Logic Driven by Emotion

Posted Sunday, May 5, 2024 by Sri. Tagged TROPE

My way of understanding my motivational triggers is described as "logic driven by emotion", a process that for me looks like this:

  1. During normal daytime activity, I become aware of a fleeting emotional reaction that strikes me as unusually visceral or noteworthy based on its strength. I don't yet know what is happening, and why it's causing an effect.
  2. My associative memory immediate looks for a matching feeling and the contextual memory that goes with it. For example, perhaps there is the faint wisp of "summer day on the beach" that I am getting, or perhaps a vision of "dark wood, books, and mahogony" come to mind. Or I remember feeling a similar kind of happiness/fear very specifically because it's formative. At times it may instead be from a meaningful character moment from a work of fiction.
  3. I then try to create connections between the memory and the recent emotional event. Was this something I've seen before that I have a name for? Is this something new? Is there another related memory/experience that suggests a new principle that governs Sri's universe?
  4. I come up with a working definition and an accompanying hypothesis to be mindful of in the future, should the even happen again. I try to give it a new name, and write it down somewhere. This becomes a new conceptual anchor that I can use as a reference, which is helpful for understanding myself and to describe to others.

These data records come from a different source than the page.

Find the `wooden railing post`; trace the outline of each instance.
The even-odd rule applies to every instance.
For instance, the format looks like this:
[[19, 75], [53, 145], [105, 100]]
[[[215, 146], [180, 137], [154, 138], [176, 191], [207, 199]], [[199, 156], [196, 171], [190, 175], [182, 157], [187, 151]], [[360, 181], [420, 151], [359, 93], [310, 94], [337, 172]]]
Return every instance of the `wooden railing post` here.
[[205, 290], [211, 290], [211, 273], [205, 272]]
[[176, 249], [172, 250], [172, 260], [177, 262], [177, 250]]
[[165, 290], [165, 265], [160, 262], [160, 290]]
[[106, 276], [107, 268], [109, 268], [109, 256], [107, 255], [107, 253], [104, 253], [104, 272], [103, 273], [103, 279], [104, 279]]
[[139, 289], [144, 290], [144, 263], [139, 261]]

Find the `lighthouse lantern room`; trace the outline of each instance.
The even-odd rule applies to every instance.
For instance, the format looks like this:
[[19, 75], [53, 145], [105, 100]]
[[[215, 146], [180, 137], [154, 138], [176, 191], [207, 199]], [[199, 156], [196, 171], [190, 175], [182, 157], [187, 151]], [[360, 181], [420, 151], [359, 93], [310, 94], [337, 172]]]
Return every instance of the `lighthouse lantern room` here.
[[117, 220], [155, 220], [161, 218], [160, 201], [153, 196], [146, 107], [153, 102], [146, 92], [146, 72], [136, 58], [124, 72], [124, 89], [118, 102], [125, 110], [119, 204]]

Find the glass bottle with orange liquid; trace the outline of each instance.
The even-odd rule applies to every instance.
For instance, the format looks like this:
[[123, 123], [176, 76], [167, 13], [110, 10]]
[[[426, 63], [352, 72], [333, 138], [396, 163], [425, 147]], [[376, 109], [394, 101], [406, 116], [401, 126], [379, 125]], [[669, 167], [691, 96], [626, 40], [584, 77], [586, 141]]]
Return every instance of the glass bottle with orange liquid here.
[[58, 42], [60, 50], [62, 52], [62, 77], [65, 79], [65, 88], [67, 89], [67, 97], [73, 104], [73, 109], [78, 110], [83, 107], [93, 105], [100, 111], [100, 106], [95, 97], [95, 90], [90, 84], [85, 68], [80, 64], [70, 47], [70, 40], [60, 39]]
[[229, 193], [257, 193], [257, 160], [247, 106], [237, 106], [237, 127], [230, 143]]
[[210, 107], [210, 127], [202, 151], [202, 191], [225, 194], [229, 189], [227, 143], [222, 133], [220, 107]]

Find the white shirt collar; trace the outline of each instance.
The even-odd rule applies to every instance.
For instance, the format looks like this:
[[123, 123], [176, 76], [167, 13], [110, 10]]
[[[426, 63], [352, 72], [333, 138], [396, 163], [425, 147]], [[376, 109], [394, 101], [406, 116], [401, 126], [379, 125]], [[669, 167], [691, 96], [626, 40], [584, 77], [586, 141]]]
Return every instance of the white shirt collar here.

The first point is the emotional trigger, and subsequent steps are logical processing that helps me understand and come to terms with my experience.

Notes

I am pretty sure that "logic driven by emotion" was a term also used by a blogger in the "Creative Generalist" space in the 2000s, perhaps the Creative Generalist blog itself, or by consultant David Armano; I have a dim impression that this was the byline of his blog at the time but have not been able to confirm this in the Wayback Archive or on his current site. In any case, I stopped using the term in my writing around then because it was someone else's term of art; enough time has passed that I think maybe I can safely use it without muddying someone else's digital garden or brand.

Anyway, until 2024, I had used "logic driven by emotion" as way to describe how my brain worked. I suspect now that my brain actually works much more purely on emotion itself, and logic plays the supporting role to help me cope with the difficulty of not having my peculiar emotional needs met in mainstream society. See Groundhog Day Resolutions Report for May 2024 for more background.